No último sábado (10), foi realizada uma roda de samba, comandada por Thiago Ribeiro e Amigos, mas que também contou com a participação de um dos abrigados. Além disso, enquanto o Internacional usava as dependências da PUCRS para treinos, os jogadores Enner Valencia e Rafael Borré estiveram no local para levar doações e aproveitaram para brincar momentaneamente com crianças abrigadas.

Desafios de saúde
Para além das questões do dia a dia, há ainda uma série de preocupações com a saúde dos abrigados, inclusive com questões de saúde mental que podem ser agravadas pelo longo período fora de casa. Decana da escola de Ciências da Saúde e da Vida, Andrea diz que, nos primeiros dias de abrigamento, a principal preocupação, do ponto de vista sanitário, era com o fato de que pacientes crônicos, hipertensos, diabéticos ou com doença renal chegaram ao espaço após estarem dias sem fazer uso de medicamentos, porque perderam os medicamentos ou porque simplesmente não conseguiam fazer o uso.

“A gente teve um paciente que estava sem fazer hemodiálise há dois dias e, quando chegou aqui, de imediato já foi encaminhado pelas nossas equipes. E acho que esses dois primeiros dias foram os mais intensos nesse sentido de descompensação dos crônicos. Algumas situações agudas, como dor lombar, questões pela posição ou pelo tempo que ficaram esperando serem resgatados. Algumas doenças respiratórias, especialmente nas crianças, também pela questão da exposição à água, ao frio”, diz.

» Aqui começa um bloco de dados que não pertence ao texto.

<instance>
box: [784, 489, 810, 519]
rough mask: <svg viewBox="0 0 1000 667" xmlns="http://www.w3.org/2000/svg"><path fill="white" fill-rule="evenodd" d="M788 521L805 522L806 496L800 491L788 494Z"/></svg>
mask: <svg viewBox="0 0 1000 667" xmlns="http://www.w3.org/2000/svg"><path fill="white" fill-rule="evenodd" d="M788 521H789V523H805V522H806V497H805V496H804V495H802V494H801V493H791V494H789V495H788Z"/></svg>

Além dos professores que circulam pelo local, uma equipe de saúde vinculada à Secretaria Municipal de Saúde atua no local das 9h à meia-noite. Andrea avalia que, com o passar o tempo, a situação passou a ser controlada. Outro motivo de atenção inicial era quanto ao risco de leptospirose, mas nenhum abrigado apresentou a doença. Há também atendimento odontológico e sessões de fisioterapia ocorrendo.

Andrea pontua que a preocupação com a saúde mental dos abrigados passou a ganhar força com o prolongamento da estadia. A professora explica que está sendo feito um atendimento inicial no próprio abrigo, com o encaminhamento sendo dado para que ele prossiga na rede de saúde.

“A gente tem visto muitas situações relacionadas ao momento atual, que geram muita ansiedade ou que geram algum trauma pela vivência disso, mas também muitas situações que já eram prévias e que se intensificam nesse momento. A gente tem uma equipe do curso de Psicologia, com professores, estudantes e supervisores que estão aqui diariamente, e uma equipe da Psiquiatria, com doutorandos, residentes e professores que estão trabalhando de forma integrada e construindo o projeto terapêutico para esses desabrigados”, diz.